FeaturePlan Follow-up

A couple of months ago, I made a post regarding a product called FeaturePlan, which is produced by a company called Ryma. I was contacted by one of Ryma’s product managers, and he was nice enough to give me a demo, and send along access to a 45-day trial of FeaturePlan.

It’s a great product. It’s essentially based all around the Pragmatic Marketing best practices, and provides a ton of flexibility. However, at the end of the day, I decided it’s not the best tool for the situation I’m presently in.

FeaturePlan has a ton of capabilities. It is flexible, but no tool can be as flexible as the Excel spreadsheet you can do whatever you want with at the end of the day. We’re simply too small a team at this point, and putting the structure in place that a tool requires (yes, even Agile tools require structure) is too much of a hindrance. It would slow us down rather than help us work faster or more effectively.

Basically, our product requirements (split by release) are written on sketch pads and I tape them up behind my desk at the office. Sure it’s nice to have pretty reports that are printed out, and formatted and can be e-mailed out to everyone, but there’s something about having those items readily available for all to see that make them interesting tools to use.

In addition to building a damn fine product, Ryam also scores extremely high points in the service / support spectrum. Even though I was a nobody trial user, and one they understood to only be looking for 2-5 licenses at the most, they still gave me their utmost attention when I encountered some issues during the installation process.

I was able to walk through a WebEx with one of their support reps, show him what was happening, he took that back to his team and they came up with a solution.
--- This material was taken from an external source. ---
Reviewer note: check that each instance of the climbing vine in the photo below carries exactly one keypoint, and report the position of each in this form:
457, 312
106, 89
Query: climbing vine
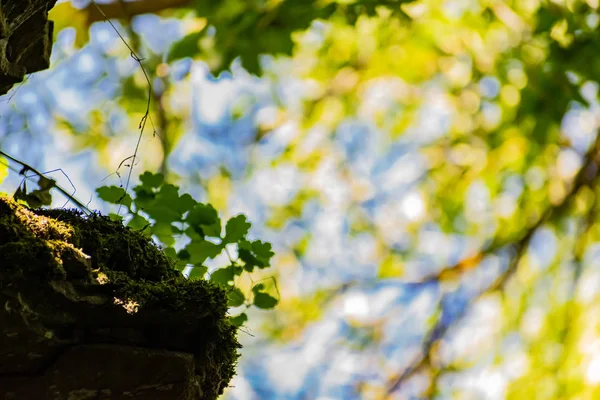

I hope that it goes in their knowledge base for the future, or it may have been something that could be fixed within the core of the product - either way, they reacted extremely well.

Even though I decided the team I am working with needs to remain loose and shoot from the hip, that does not mean I think FeaturePlan is lacking in any way. I would recommend it to any product manager looking to create a smooth flow of communication between their market, product development team(s), and back out to the market again.

Great work, guys. Special thanks to Stewart Rogers and Roman Kotchetkov for helping me out — I really appreciate it!